1. Kurt Cobain: Montage of Heck (Brett Morgan)
I will admit that perhaps
my being a huge fan of Nirvana influenced my decision a little bit on what the
best doc of 2015 was – but I don’t think by a lot (I have seen quite a few docs
on Cobain I didn’t like at all). What Brett Morgan did with Montage of Heck is
create the most intimate portrait yet of Cobain – having access to footage no
else did, and getting interviews with family members who usually do not talk
helped. But more impressively, on a technical level, Morgan’s film was the most
impressive doc of the year – a complex blending all kinds of footage, and
animation, and Cobain’s own “audio montages” to create a complex, and
heartbreaking, portrait of Cobain. Morgan’s episode of ESPN’s 30 for 30 – about
a very busy day in professional sports (that including OJ and a White Bronco)

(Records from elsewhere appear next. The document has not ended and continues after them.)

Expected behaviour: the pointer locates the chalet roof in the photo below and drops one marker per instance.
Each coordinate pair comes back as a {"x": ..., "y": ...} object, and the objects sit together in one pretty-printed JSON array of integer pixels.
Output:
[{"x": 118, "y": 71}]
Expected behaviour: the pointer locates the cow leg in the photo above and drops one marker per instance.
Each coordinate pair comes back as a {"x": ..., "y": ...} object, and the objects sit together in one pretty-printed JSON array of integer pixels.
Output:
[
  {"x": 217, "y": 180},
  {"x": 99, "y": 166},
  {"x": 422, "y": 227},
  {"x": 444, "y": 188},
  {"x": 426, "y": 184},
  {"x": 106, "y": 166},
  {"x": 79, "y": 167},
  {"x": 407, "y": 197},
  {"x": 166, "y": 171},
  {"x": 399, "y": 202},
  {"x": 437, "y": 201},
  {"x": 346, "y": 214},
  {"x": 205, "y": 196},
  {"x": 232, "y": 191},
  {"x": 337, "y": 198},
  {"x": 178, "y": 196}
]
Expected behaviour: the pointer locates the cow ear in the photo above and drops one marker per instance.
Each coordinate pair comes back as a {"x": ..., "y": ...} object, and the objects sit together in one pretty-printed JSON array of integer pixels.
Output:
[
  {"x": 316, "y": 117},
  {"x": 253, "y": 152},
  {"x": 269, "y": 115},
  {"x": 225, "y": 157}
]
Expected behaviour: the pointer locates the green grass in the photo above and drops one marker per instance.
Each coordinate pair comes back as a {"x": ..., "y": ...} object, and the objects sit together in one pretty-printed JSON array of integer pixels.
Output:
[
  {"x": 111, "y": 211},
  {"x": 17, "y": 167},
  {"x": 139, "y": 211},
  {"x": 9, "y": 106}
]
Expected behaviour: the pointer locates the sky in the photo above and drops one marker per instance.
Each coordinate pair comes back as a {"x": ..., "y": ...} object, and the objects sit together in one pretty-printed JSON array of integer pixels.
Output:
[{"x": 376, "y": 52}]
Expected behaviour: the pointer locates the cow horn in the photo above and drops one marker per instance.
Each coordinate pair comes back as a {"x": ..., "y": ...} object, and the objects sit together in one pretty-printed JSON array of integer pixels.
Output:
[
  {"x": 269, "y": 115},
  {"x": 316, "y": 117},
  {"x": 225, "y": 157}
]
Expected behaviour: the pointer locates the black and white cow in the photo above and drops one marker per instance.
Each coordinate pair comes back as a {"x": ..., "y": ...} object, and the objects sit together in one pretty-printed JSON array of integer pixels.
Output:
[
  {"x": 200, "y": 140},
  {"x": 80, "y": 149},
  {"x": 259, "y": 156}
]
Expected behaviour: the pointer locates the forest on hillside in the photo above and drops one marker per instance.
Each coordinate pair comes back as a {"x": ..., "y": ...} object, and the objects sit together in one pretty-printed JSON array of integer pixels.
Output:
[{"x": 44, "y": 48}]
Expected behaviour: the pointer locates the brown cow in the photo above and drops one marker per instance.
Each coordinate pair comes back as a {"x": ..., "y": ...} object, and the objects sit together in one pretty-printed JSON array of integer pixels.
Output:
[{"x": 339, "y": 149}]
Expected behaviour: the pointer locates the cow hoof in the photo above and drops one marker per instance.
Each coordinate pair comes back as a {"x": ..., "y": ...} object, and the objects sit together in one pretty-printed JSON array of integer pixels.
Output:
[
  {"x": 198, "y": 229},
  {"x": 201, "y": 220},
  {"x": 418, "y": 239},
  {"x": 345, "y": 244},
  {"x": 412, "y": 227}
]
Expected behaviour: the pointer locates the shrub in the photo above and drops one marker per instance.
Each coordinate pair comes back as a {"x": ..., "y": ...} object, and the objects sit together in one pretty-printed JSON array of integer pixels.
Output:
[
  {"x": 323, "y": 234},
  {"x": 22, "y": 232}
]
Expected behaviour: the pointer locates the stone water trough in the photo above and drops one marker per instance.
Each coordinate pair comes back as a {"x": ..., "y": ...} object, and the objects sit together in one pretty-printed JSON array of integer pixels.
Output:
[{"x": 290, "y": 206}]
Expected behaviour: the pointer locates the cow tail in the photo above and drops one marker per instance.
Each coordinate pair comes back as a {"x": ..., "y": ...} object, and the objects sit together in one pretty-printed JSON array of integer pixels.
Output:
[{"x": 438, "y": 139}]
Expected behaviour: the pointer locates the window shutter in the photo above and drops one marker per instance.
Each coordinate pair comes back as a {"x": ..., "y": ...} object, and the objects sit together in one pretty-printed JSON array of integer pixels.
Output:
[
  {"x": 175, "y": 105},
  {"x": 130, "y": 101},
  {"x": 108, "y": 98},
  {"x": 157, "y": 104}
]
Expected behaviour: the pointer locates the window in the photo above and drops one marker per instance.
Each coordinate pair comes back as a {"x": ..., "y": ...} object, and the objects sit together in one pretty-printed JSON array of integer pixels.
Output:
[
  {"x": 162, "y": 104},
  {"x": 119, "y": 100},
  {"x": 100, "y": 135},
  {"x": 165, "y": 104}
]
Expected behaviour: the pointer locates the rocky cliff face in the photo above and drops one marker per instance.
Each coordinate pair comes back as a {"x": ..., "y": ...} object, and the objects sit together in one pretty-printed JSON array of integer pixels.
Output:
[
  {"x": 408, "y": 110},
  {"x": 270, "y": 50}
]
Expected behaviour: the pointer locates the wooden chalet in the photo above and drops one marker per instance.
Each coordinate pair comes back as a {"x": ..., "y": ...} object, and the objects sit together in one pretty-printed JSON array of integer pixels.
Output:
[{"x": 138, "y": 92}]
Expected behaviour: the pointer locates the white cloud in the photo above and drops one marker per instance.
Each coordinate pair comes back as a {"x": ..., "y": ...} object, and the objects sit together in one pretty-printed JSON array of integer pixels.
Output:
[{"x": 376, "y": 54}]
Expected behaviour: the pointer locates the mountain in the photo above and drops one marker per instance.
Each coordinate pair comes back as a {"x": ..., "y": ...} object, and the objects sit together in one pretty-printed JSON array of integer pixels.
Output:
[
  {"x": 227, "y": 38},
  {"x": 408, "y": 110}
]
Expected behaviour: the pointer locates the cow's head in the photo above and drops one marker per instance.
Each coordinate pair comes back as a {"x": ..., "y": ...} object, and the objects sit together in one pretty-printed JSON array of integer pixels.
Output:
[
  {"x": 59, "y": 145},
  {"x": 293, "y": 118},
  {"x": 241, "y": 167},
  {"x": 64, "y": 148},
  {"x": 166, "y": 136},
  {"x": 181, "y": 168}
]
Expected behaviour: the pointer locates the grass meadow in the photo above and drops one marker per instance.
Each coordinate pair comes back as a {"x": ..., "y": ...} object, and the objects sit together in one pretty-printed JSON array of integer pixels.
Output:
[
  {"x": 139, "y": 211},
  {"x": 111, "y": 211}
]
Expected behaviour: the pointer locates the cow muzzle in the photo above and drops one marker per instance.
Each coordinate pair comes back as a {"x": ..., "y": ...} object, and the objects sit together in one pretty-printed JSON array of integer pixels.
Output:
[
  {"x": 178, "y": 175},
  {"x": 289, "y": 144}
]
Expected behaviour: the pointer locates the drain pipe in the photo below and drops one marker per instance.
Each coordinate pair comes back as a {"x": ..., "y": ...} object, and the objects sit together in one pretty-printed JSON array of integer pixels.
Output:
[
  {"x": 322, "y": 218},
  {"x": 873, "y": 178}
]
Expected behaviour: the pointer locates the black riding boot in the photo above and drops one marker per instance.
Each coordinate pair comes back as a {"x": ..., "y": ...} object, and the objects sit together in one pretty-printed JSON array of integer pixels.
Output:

remains the best episode of that great series – and in Montage of Heck, Morgan
takes that editing approach and makes full use of it in a theatrical feature.
The film is brilliant, complex, visually stunning and contains new insights
even for an old Nirvana fan like me. True, I may be biased towards this film –
but even if I wasn’t, I think this film works brilliantly on many different
levela, which is why it’s the best doc of the year for me.